Selon ce document officieux, ce type de dispositif pourrait également permettre à des émetteurs étrangers de revendiquer à tort une conformité au niveau européen, de transférer la responsabilité réglementaire aux autorités de l’UE sans véritable supervision, et d’ouvrir la voie à l’accès d’entreprises non européennes au marché unique sans respecter les normes de l’Union.
Bruxelles estime que les risques peuvent être maîtrisés
Après avoir répondu aux mises en garde de la BCE, la Commission a publié en juin une analyse approfondie des implications d’une émission conjointe de stablecoins avec des pays tiers, dans un document intitulé « Stablecoins et euro numérique : alliés ou adversaires de la politique monétaire européenne ? »
« Nous constatons l’existence d’obstacles institutionnels et réglementaires importants qui freinent l’adoption à grande échelle de stablecoins étrangers dans la zone euro », indique la Commission dans son étude, en ajoutant que le règlement MiCA a « dissuadé les grands émetteurs étrangers de s’enregistrer en Europe ».
La Commission a cité nommément Tether, l’émetteur du USDt (USDT), le plus grand stablecoin au monde en termes de capitalisation, qui a refusé de se conformer au règlement MiCA, notamment en raison de l’obligation de conserver au moins 60 % de ses réserves dans des banques européennes.
Selon la Commission, les risques liés à une émission conjointe de stablecoins avec des pays tiers peuvent être maîtrisés grâce aux politiques existantes.

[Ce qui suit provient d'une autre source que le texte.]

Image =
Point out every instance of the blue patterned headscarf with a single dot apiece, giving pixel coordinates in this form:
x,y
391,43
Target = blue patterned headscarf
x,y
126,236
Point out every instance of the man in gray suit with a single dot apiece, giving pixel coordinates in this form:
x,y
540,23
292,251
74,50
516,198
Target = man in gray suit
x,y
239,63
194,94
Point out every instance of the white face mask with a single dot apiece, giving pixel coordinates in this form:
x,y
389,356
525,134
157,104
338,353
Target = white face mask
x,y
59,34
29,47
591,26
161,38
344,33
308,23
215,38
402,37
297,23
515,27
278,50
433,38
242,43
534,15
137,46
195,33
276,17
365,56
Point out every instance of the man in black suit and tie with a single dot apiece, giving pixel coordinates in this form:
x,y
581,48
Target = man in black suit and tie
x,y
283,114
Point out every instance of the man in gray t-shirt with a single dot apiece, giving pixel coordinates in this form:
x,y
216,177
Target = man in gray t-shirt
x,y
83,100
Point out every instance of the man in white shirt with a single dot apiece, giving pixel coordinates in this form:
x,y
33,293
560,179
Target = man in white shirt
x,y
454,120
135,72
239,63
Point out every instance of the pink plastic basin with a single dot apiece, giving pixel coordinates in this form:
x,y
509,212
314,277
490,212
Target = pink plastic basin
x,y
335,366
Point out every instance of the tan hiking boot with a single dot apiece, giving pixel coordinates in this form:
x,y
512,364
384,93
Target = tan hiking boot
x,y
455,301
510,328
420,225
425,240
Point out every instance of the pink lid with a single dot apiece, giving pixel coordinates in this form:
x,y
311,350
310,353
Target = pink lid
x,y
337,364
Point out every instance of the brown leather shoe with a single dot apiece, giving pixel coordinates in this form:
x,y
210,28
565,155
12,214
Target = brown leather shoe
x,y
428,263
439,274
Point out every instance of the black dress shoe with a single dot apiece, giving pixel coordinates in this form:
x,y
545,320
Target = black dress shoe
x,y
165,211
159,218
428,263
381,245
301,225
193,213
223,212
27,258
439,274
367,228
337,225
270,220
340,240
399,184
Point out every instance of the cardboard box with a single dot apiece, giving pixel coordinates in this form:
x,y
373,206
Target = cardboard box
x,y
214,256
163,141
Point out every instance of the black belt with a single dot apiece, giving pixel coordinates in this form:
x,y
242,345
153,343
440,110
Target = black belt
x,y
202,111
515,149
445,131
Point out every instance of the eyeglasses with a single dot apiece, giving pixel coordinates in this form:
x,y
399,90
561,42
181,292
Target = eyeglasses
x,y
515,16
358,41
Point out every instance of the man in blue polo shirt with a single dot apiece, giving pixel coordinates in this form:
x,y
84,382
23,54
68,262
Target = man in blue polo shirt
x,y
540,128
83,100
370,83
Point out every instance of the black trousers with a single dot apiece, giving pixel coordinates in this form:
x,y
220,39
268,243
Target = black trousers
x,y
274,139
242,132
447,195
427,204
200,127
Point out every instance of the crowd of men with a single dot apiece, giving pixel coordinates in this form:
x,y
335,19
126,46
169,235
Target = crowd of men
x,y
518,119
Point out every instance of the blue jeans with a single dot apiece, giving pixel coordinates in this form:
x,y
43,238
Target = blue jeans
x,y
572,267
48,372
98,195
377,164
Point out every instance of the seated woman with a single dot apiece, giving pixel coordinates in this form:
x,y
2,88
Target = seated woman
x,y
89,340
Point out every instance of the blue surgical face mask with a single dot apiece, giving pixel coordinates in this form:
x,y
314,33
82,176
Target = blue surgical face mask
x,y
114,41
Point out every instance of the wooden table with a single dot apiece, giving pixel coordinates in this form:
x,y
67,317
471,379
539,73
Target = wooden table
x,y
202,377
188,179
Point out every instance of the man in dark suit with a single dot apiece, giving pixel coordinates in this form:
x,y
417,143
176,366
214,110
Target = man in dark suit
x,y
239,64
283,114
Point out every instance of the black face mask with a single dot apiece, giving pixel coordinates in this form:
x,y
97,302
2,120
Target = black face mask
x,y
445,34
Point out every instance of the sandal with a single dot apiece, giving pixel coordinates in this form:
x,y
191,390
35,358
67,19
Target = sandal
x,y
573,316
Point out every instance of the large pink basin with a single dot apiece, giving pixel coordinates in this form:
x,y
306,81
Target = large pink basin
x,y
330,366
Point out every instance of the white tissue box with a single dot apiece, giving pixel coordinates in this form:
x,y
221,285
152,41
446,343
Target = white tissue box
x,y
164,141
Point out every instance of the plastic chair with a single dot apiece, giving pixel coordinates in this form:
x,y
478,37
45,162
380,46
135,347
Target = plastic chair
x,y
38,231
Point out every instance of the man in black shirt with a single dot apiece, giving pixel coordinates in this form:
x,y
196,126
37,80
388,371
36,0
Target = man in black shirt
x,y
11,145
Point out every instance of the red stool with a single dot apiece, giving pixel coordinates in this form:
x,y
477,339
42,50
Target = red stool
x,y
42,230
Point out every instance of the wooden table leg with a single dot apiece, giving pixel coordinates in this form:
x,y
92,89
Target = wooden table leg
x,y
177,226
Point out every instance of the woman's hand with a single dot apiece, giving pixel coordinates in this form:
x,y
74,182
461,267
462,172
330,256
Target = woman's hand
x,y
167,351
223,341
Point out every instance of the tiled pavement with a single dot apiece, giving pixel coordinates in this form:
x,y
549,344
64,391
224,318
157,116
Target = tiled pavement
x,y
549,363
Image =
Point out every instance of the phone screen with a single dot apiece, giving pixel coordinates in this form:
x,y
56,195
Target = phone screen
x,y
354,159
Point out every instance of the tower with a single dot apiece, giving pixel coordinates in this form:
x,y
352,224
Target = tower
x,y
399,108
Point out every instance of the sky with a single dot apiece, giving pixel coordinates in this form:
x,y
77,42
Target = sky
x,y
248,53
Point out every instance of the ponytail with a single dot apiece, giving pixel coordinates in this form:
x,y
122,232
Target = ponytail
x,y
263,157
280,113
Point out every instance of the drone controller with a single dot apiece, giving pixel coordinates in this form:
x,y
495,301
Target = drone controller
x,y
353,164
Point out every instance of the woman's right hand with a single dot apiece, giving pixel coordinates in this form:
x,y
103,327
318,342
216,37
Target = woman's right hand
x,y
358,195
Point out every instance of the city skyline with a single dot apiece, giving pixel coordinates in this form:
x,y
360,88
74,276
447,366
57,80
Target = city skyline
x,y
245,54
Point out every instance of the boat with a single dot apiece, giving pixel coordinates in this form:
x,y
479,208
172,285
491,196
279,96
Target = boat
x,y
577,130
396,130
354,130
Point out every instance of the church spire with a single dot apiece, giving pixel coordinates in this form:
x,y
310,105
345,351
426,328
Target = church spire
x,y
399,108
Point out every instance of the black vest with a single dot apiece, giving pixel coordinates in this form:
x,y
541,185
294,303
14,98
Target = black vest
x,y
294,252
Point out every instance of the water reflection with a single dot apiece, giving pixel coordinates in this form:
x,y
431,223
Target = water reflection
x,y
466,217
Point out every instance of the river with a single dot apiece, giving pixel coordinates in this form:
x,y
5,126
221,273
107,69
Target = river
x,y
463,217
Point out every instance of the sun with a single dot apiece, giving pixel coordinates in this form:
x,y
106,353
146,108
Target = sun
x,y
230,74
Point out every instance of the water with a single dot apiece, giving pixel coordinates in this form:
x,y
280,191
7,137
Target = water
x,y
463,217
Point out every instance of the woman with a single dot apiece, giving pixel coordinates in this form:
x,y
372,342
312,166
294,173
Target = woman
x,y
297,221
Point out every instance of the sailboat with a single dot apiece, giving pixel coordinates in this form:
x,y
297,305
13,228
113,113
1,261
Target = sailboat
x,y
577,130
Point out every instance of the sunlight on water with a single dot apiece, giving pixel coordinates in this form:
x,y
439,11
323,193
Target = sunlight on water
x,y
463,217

Les émetteurs peuvent en effet être tenus de mettre en place un mécanisme de rééquilibrage garantissant que les réserves détenues dans l’UE correspondent aux tokens en circulation au sein de l’Union.
« Une nouvelle très positive, voire un soulagement »
D’après Juan Ignacio Ibañez, secrétaire général de la MiCA Crypto Alliance, la position de la Commission sur l’émission conjointe de stablecoins avec d’autres pays implique que les autorités ne forceront pas les émetteurs comme Circle à opérer une distinction fonctionnelle entre USDC-US et USDC-EU.
« Ces acteurs sont des entités globales qui émettent un stablecoin à la fois dans l’UE et à l’étranger », a déclaré Ibañez à Cointelegraph, ajoutant que la Commission préconise en fait un traitement fongible des coins émis localement et à l’international, ainsi que la responsabilité d’une entité unique assurant la convertibilité des coins émis par l’autre entité.
« C’est une nouvelle très positive, voire un soulagement », a affirmé Ibañez. « Une part importante de la valeur d’un stablecoin réside dans son usage transfrontalier, hérité de la technologie blockchain elle-même. Imposer des cloisonnements juridiques compromettrait cette caractéristique fondamentale et dégraderait l’expérience utilisateur au sein de l’UE », a-t-il ajouté.